By Courtney Westlake


Although lifting weights was long been associated with body building or bulky muscles, it has now become widely-recognized that strength training reaps numerous benefits for people of all ages and sizes.

"It's going to help with functional capacity and strength, with the aging process, with bone density - building stronger bones," said Amanda Jillson, assistant director of assistant director of fitness and instructional programs at the TRAC. "And it will help with your metabolic rate. You burn more calories (not just exercising but sitting still as well) because you have muscle in your body."

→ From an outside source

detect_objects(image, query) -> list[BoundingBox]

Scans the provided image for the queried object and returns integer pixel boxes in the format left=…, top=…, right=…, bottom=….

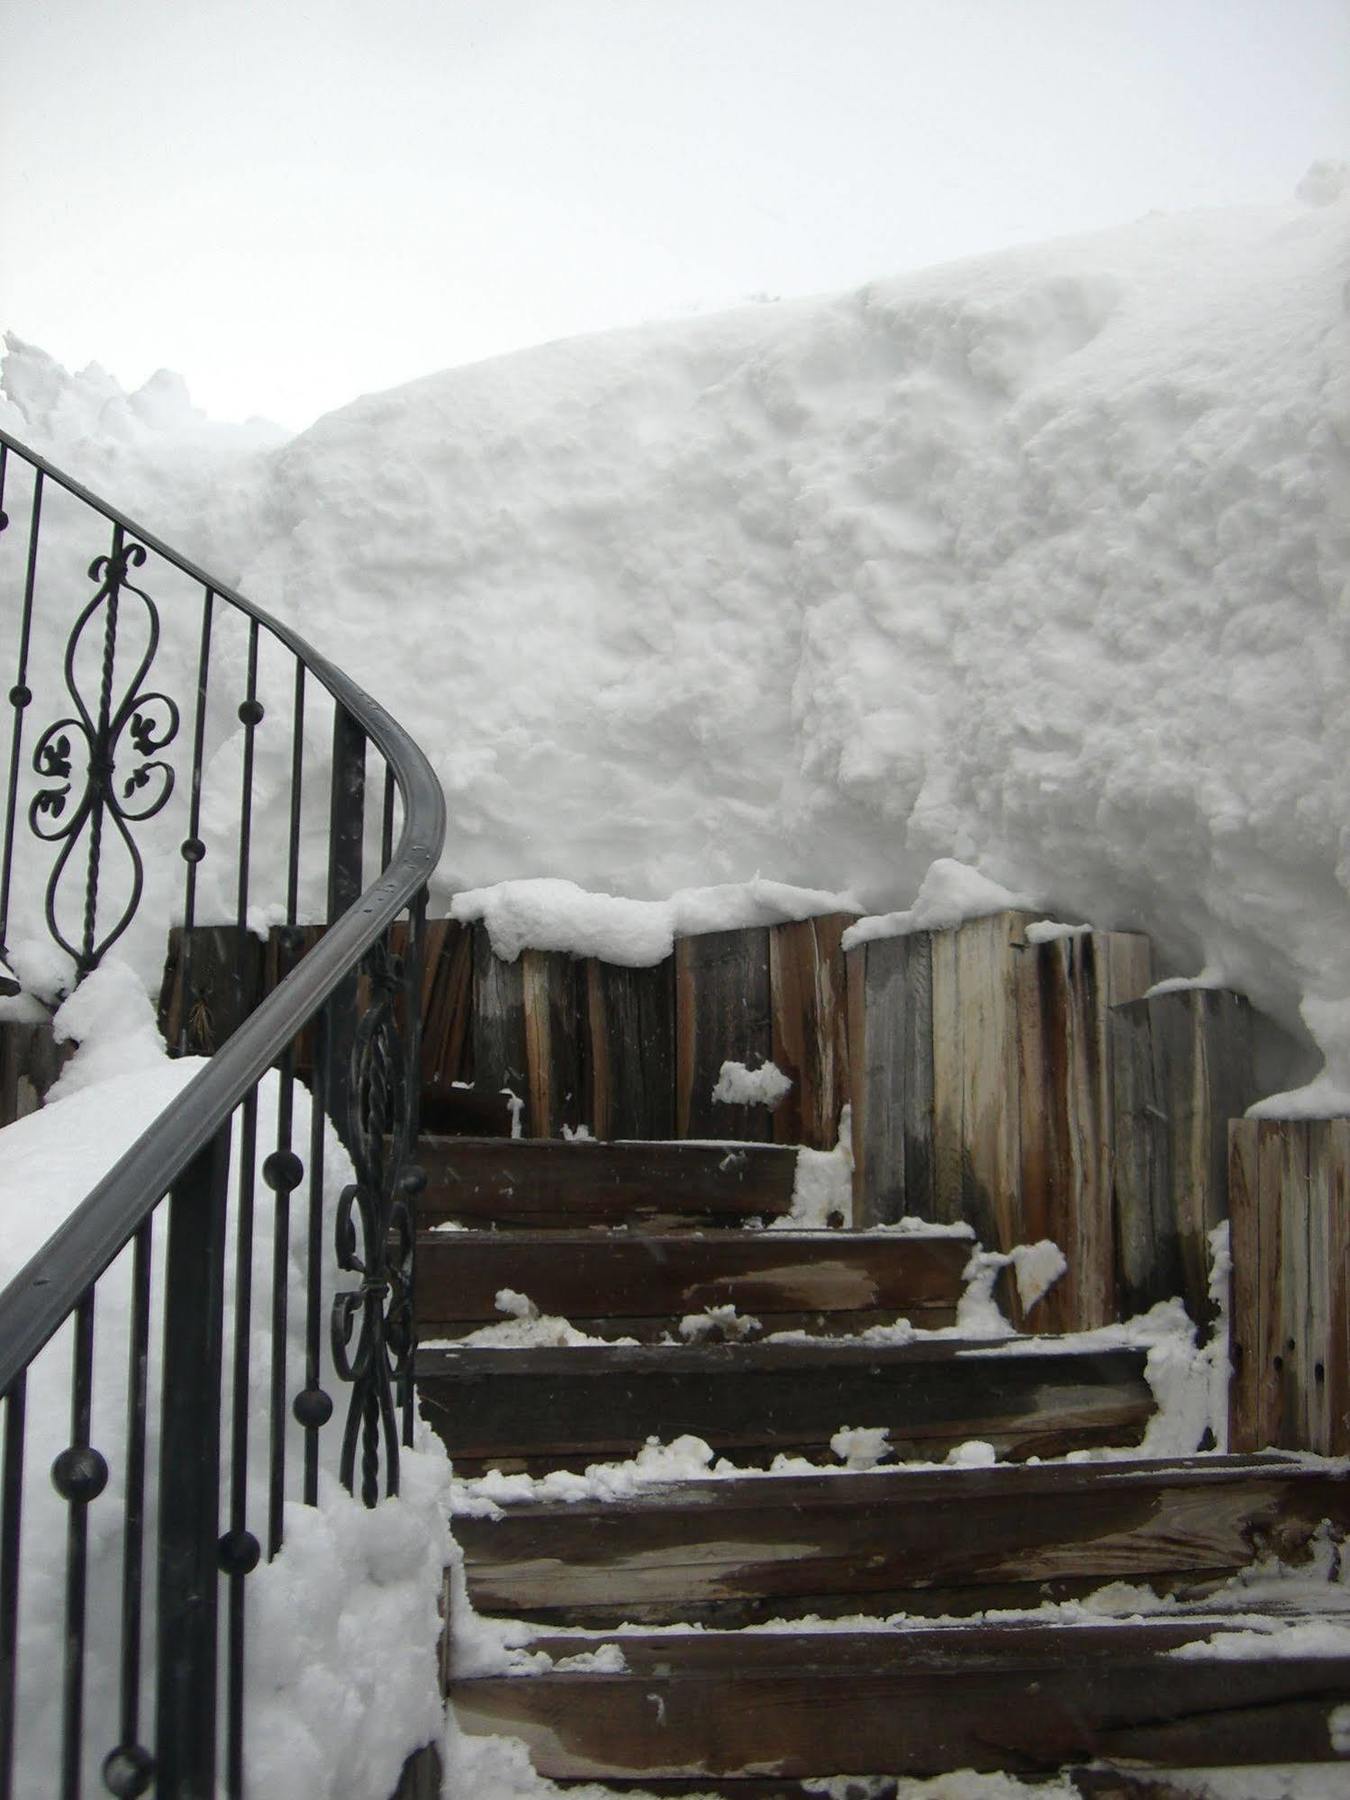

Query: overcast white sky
left=2, top=0, right=1347, bottom=431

Strength training is defined as putting resistant against your muscles. Also called resistance training, strength training uses weights like dumbbells, "selectorized" machines where you select your own weight, plate-loaded machines and resistance tubing. Some group exercise classes where you are putting resistance against your muscles are also a version of strength training, Jillson said.

For those new to strength training, the TRAC now has personal trainers available to assist gym-goers with aspects of healthy living, which also includes strength training. A "Getting Started" package begins at $55, Jillson said, and a trainer can instruct you on how many repetitions and sets to do when strength training.

Another great way to become involved with strength training is through an instructional class that will be offered called Strength Training 101. The class starts Tuesday, February 5 and runs for four weeks on Tuesdays and Thursdays from 1 to 2 p.m. in the multi-purpose room and throughout the TRAC.

"They're going to learn a variety of different exercises, the principles behind strength training and why we should do it," Jillson said. "Participants will able to take some really good workouts from the class."

Working on the core muscle groups in the body can be a good way to get started, Jillson said, and then you can broaden your focus on smaller muscle groups.

"Concentrating on large muscle groups is very beneficial, which includes your quadriceps, biceps, triceps and other muscle groups people are familiar with," she said. "You'll have more improvements if you work every muscle in the body."

Thursday, January 24, 2008

New Year, New You

By Courtney Westlake

The month of January and the start of a new semester is the perfect time to revamp your approach to health and wellness. With the opening of the Recreation and Athletic Center, or TRAC, on UIS' campus last semester, students, staff and faculty now have access to a fabulous resource to kick their exercise and healthy living routines into gear.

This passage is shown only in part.